Pork plays a prominent role in other dishes. We liked the moo shu, which stuffed ample amounts of pig into pancakes sturdy enough to hold all that dripping filling without breaking apart. Less interesting were the pork buns, which are not made in-house. The chow fun, with just enough sauce to coat the noodles, also scored, one of several noodle-based dishes to do so. But the basil jalapeño chicken, its licorice notes diluted by extraneous vegetables and too much sauce, was disappointing, and the kung pao beef could've been mistaken for any number of brown-sauce dishes except for the few peanuts sprinkled on top. In all, it wasn't the best or worst Chinese food I've eaten — but aside from that pork fried rice, it was about what I'd expect from a friendly neighborhood joint.

Until I discovered Sunny Gardens' large selection of entrees featuring mock meat. The better part of a page is devoted to its "all natural vegetarian menu," which touts no cholesterol, no eggs, no MSG (it's not used in the kitchen at all), olive rather than vegetable oil, and, of course, no meat. The dishes here include beef with cashews, sesame chicken and chicken and eggplant in garlic sauce — all made with fake chicken and fake beef. I'm not sure what's in the stuff besides the soybeans, seaweed, mushrooms and vegetables listed on the menu, but there's clearly something more, since those ingredients alone wouldn't quite add up to the flavored, colored forms you'll find on your fork.

A few years ago in Taiwan (that's where Sunny Gardens gets its mock meat), inspectors found traces of real meat in supposedly vegetarian meat products. Regulations have reportedly fixed this, but it's still difficult to determine what you're getting, especially since the three servers who came over to answer our questions seemed just as perplexed as we were. "I don't know for sure if it's organic, but I think there's a certificate up front," said one. "I don't really know what's in it," said another. "I don't eat it." Apparently lots of people do, though. Through a translator, Chen estimated that 20 percent of his business comes from the vegetarian menu. (Sixty percent is takeout or delivery, which explains why the restaurant never looks full.)

At home, as I sifted through a fridge full of takeout containers (I over-ordered on all of my visits to Sunny Gardens), I tried to remember which dishes contained fake and which real meat. The shrimp in the curried Singapore chow mei fun, another knockout noodle dish, was real. The shrimp in the vegetarian triple delight was not; the mock shrimp's squeaky texture was closer to a fish ball than the real thing. Beef was harder to judge, and I had to take a few bites of cold lo mein to remember that the brown slices mixed with long strips of celery, carrots and onions were fake, whereas the beef in the spicy green curry, with more paste than coconut milk, had once roamed the earth. Gingery pan-fried pork dumplings had to be real: The menu doesn't offer mock pork.
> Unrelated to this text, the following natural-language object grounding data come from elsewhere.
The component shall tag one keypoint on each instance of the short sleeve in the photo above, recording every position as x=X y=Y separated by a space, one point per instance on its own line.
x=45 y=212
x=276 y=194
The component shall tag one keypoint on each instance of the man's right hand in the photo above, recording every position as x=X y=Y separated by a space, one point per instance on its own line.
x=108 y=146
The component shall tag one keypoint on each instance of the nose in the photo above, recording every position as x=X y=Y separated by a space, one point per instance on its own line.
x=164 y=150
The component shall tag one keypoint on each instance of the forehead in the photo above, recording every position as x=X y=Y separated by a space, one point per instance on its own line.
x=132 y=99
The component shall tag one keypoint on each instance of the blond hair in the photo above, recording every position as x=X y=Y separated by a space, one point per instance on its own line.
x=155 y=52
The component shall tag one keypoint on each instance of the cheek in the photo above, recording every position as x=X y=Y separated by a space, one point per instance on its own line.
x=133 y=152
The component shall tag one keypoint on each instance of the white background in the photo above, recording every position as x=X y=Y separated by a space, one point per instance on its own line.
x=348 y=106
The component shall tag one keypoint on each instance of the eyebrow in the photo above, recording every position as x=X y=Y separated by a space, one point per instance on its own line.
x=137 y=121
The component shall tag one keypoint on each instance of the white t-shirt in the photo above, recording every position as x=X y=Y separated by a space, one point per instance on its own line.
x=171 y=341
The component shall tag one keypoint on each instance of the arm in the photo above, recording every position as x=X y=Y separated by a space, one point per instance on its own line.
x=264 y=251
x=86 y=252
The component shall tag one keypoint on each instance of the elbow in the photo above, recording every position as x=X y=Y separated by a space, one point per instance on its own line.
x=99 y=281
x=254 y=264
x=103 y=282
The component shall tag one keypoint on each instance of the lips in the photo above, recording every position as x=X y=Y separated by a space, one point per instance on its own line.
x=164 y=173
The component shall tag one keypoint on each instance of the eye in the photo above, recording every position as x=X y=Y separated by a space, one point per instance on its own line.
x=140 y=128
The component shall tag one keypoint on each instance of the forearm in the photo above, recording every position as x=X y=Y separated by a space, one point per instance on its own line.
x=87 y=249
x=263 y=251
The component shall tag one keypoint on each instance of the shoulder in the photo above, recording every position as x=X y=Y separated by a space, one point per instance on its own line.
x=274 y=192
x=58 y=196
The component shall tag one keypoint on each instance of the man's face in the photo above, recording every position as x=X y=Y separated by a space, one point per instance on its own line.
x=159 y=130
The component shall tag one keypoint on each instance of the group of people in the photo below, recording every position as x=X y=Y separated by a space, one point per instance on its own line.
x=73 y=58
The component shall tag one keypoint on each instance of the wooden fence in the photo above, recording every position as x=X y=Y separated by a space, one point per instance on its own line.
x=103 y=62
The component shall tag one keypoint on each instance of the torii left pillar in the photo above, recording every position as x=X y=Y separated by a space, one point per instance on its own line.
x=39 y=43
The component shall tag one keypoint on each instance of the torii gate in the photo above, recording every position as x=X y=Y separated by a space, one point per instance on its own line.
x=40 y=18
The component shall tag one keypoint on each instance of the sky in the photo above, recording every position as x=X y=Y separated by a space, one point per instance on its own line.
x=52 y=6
Around the world, soy-based meat substitutes are big business, consumed not just by people who don't eat animals for reasons of health or animal welfare, but by those whose religion forbids it. The market has so much potential that scientists spend a good deal of time trying to improve the options. A few years ago, I read about a team at the University of Missouri that had worked for a decade to develop ersatz chicken with a realistic mouthfeel and the uneven texture of muscle tissue. The mock chicken in my Hunan chicken didn't come close to that, with smooth droplets of seasoned (and seemingly highly salted) meat substitute that had a bouillon-cube aftertaste, leading me to wonder if fake meat also comes in prime, choice and select.
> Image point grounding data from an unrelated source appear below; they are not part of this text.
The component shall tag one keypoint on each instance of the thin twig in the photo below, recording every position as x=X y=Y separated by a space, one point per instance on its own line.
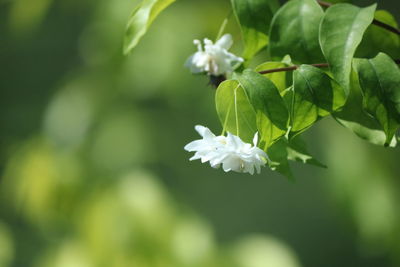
x=318 y=65
x=375 y=21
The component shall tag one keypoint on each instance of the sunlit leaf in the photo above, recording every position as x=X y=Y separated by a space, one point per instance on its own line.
x=280 y=79
x=315 y=95
x=235 y=111
x=271 y=112
x=254 y=17
x=294 y=31
x=341 y=31
x=380 y=84
x=141 y=19
x=353 y=117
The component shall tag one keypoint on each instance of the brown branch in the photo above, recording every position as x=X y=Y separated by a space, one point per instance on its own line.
x=375 y=21
x=318 y=65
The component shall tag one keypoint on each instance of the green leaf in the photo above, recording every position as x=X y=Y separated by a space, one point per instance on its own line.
x=341 y=31
x=235 y=112
x=380 y=84
x=280 y=79
x=141 y=19
x=315 y=95
x=271 y=112
x=377 y=39
x=297 y=151
x=353 y=117
x=254 y=17
x=294 y=31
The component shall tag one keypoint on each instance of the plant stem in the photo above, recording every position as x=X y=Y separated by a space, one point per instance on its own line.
x=318 y=65
x=376 y=22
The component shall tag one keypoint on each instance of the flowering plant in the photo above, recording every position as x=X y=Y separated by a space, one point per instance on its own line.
x=323 y=59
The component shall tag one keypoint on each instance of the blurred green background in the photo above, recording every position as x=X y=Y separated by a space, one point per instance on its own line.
x=93 y=171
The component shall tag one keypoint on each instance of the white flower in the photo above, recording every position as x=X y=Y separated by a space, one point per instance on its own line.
x=230 y=152
x=215 y=58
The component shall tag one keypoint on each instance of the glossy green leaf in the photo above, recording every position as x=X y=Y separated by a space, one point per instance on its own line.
x=294 y=31
x=141 y=19
x=280 y=79
x=341 y=31
x=380 y=84
x=254 y=17
x=353 y=117
x=315 y=95
x=377 y=39
x=234 y=110
x=271 y=112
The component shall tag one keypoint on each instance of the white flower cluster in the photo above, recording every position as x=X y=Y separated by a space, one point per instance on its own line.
x=215 y=58
x=229 y=151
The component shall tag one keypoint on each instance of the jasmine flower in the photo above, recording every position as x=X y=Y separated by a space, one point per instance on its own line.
x=214 y=59
x=230 y=152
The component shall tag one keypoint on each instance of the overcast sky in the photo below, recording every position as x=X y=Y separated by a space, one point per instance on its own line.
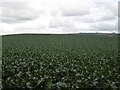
x=58 y=16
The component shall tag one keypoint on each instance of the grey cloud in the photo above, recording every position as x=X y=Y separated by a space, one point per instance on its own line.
x=85 y=19
x=15 y=12
x=56 y=23
x=75 y=11
x=104 y=27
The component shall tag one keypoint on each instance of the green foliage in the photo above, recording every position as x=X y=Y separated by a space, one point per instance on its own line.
x=60 y=61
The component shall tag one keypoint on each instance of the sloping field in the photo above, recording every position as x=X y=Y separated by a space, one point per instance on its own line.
x=60 y=61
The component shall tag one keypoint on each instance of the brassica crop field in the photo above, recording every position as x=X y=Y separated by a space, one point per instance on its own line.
x=60 y=61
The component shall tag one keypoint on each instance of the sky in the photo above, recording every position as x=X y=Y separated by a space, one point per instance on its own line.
x=58 y=16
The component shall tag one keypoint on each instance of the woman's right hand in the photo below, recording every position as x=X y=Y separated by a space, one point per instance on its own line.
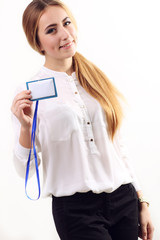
x=22 y=108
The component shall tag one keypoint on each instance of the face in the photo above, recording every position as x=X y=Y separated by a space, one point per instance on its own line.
x=57 y=34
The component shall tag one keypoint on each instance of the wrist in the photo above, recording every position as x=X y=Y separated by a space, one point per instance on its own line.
x=143 y=202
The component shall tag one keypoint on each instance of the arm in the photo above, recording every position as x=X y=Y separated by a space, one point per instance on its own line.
x=22 y=117
x=146 y=227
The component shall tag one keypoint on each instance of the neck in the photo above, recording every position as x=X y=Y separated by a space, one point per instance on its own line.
x=60 y=66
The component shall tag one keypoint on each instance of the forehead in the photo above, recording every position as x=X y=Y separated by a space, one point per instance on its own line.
x=52 y=14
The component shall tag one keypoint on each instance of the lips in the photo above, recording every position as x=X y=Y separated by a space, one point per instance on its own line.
x=66 y=45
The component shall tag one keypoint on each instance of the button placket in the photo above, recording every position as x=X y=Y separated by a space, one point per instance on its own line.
x=87 y=127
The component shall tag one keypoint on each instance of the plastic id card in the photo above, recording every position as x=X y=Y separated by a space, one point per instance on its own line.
x=42 y=88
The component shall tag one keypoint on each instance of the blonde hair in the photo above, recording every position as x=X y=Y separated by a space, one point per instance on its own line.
x=92 y=79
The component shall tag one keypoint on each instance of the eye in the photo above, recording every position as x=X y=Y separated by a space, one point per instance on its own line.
x=51 y=30
x=67 y=23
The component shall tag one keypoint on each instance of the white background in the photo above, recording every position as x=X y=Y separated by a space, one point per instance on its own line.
x=123 y=39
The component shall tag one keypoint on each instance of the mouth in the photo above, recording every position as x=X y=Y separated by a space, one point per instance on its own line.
x=67 y=45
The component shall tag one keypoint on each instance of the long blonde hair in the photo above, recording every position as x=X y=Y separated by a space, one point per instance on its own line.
x=92 y=79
I still don't know all the ingredients in mock meat, or how it compares health-wise to the real thing in terms of cholesterol or sodium. Taste-wise, it's often good enough — especially when coated in soy-based sauces flecked with chile flakes — to make you not care, particularly if you're home watching reruns on a rainy day. Still, I'd prefer to follow Mallet's advice and pick up a carton of pork fried rice instead.